Personalize the workday: Millennials expect their workday to inherently relate to their career development. The value of a company to a potential employee increases when they know training and coaching tasks serve their career growth daily. Instead of scheduling training upfront, there are solutions enabling employees to receive ongoing training. For instance, when experiencing downtime, intraday automation technology prompts agents to start an instructional video. Or if the contact center has too many agents on staff and a low volume of demand, automated tools send a prompt to those agents eligible to leave early. In contrast, agents looking to work over time can receive alerts when additional hours are available. Overall, staff receives regular training, and they get more freedom and flexibility with their schedules.

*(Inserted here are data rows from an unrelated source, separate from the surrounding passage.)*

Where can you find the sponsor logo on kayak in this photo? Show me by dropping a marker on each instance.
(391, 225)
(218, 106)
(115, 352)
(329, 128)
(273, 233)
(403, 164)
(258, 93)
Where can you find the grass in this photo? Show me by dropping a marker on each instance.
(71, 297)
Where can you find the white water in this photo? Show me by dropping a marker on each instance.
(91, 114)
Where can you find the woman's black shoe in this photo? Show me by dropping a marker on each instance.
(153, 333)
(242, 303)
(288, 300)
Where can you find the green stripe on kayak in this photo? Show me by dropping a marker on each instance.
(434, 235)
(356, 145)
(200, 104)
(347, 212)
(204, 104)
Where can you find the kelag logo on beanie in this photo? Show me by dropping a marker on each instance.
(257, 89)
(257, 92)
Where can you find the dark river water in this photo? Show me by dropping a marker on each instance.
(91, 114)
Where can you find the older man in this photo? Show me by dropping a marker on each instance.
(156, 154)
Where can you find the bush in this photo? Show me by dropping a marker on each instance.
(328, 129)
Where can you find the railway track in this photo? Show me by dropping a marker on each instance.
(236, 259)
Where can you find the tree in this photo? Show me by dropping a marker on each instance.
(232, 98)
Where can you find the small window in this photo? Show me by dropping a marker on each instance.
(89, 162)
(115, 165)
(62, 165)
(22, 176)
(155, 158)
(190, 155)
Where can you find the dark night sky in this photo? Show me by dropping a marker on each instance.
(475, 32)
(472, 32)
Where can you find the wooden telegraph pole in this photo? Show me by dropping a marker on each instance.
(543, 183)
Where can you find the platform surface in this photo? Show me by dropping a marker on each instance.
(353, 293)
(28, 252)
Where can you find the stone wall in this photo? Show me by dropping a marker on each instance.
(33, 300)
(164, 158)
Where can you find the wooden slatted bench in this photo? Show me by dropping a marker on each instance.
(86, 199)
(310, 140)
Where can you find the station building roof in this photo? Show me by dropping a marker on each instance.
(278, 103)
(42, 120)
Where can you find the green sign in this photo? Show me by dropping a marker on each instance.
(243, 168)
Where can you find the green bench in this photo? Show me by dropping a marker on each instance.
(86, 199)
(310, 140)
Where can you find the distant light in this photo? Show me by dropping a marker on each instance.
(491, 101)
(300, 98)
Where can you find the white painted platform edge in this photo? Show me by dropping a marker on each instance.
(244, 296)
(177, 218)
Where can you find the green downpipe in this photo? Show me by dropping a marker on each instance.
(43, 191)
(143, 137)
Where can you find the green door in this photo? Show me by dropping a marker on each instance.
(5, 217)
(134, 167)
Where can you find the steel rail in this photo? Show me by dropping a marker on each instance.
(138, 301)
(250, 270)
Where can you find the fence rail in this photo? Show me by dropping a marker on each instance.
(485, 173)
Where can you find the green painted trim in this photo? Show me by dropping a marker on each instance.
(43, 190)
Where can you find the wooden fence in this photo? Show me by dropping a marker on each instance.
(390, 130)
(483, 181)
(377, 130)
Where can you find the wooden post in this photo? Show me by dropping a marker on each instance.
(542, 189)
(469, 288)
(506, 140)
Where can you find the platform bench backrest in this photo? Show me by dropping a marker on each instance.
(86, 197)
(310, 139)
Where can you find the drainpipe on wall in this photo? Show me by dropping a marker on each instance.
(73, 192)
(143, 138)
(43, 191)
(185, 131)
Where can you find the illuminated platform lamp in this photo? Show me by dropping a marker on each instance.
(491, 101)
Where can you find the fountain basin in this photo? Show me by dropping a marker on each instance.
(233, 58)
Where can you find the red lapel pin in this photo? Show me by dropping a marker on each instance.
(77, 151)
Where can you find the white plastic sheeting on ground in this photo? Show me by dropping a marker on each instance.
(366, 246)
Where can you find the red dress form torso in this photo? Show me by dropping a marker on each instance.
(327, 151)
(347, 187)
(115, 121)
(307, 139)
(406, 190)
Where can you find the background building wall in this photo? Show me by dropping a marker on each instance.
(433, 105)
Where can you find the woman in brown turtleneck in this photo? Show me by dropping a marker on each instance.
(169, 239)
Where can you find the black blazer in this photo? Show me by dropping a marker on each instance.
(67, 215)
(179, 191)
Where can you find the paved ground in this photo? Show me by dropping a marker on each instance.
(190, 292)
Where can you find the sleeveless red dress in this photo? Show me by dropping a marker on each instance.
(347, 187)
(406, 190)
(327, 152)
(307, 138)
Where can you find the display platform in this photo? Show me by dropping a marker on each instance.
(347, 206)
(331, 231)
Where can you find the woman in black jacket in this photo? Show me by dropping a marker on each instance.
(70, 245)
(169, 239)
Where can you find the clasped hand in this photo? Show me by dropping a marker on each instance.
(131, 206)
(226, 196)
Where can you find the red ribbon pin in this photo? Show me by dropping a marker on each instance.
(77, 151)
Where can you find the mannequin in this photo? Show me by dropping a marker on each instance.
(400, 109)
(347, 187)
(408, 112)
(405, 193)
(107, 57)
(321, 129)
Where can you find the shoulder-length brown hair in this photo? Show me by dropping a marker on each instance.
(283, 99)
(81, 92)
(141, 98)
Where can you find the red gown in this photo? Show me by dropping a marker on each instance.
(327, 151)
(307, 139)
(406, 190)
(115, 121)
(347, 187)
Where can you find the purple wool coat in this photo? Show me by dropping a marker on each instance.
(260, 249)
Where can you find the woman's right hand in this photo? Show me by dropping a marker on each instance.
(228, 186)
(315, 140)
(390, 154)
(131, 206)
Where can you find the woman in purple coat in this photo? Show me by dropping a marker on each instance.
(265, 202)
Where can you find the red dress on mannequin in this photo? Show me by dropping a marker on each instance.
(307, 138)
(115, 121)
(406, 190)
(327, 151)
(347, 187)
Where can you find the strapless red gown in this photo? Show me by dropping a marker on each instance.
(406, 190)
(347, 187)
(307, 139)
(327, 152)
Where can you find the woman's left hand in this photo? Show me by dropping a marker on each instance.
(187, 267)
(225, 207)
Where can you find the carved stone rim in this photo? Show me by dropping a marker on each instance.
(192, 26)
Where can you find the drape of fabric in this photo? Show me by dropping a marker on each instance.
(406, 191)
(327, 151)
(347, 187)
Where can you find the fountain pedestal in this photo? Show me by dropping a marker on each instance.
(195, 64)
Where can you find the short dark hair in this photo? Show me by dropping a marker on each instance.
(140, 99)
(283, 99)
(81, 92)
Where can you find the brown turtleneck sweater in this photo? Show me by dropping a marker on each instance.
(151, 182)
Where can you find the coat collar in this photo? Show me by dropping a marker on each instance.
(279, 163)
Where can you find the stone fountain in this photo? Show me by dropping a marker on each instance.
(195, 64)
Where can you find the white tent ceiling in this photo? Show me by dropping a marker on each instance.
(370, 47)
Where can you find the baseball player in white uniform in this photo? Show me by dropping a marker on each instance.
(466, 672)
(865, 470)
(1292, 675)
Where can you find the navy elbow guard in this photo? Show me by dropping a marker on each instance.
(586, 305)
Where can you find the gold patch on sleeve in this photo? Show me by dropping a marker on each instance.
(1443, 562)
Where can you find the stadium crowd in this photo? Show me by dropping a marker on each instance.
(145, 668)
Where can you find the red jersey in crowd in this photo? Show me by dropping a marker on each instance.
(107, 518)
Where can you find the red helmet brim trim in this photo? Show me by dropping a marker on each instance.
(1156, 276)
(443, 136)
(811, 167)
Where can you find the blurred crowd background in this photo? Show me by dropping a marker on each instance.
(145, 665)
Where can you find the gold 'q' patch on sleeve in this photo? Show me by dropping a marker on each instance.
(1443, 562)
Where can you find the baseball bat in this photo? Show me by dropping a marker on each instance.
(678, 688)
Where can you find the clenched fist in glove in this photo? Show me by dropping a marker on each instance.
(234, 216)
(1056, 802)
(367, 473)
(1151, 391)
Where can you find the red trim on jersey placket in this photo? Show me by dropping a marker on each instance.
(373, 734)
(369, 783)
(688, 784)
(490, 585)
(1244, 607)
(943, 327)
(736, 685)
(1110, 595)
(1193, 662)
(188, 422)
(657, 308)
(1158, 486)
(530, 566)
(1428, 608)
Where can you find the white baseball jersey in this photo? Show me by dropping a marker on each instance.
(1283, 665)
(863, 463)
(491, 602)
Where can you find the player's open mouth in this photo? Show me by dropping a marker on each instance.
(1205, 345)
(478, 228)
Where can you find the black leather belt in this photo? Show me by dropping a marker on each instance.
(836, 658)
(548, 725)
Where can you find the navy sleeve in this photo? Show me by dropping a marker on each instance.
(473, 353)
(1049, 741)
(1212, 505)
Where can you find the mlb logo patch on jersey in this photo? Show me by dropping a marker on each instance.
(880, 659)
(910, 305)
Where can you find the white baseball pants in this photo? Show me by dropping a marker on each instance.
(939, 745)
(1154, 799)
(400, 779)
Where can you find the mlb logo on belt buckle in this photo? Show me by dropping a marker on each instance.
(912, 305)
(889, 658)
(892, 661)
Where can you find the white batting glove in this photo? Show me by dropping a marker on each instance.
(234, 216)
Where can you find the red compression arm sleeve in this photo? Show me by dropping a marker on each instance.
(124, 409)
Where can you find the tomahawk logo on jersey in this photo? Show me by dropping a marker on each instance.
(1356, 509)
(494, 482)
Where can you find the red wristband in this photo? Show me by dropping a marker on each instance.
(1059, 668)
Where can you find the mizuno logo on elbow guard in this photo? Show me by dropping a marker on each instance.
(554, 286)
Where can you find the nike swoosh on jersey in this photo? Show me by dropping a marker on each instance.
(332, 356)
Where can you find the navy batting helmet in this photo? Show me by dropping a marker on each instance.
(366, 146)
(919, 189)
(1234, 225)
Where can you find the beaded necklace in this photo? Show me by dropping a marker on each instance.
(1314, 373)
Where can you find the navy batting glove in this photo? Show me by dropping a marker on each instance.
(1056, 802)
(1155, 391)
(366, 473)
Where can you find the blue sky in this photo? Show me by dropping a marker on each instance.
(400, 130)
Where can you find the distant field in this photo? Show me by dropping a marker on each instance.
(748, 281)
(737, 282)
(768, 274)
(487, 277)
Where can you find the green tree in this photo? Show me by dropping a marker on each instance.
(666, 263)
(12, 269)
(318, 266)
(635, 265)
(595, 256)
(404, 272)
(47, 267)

Balance technology and connectivity: The emergence of social and mobile channels enables an unprecedented level of connectivity, and delivering this level of connectivity during this digital era demands that global contact centers stay responsive, not reactive.  Consider each country, language and culture by preparing an approach that addresses multi-channel and social media customer service levels in various segments. Keep agents well prepared and knowledgeable about the differences and similarities they may encounter, and equip them with technology that is useful to them to do their jobs without such tool overloading that their learning curve of  systems overshadows the content they are required to deliver. Look for ways to automate tasks and activities that streamline the way they interact with those systems. Remember that even in the digital age, human interaction, at the customer and employee level is your trump card. Automating otherwise manual processes and activities for your managers and supervisors gives them more time for strategic tasks and face time with agents.

Maintain agility:  The 24/7 global clock requires switching gears at a moment’s notice. If a US-based contact center services customers of a cruise line in Europe, success depends on extended hours and multiple contact centers enabled to address numerous regions. Technology that automates the process bolsters the workforce’s ability to interact with the customer and provide a more consistent customer experience

Fortunately for contact center leaders, new technology solutions enable contact centers to unify siloed tools and operations. And from a tactical standpoint, they can use data to trigger real-time workforce adjustments throughout the day. These automated actions are far more effective and responsive to business conditions than traditional, manual efforts. Plus, solutions like intraday automation cut costs and downtime by creating a responsive workforce and reducing financial strains, such as needless overtime or training.

”Traditional” contact centers were incapable of responding to the mountains of data coming at them. Now, the technology-armed global approach can cut costs and improve the profitability of the entire contact center. After all, a one percent jump in productivity across an entire global workforce is far more valuable to CIOs and operational leaders than improvements in one region. This productivity can be achieved by following workforce trends and delivering technology that standardizes a global workforce to handle customers anywhere at anytime.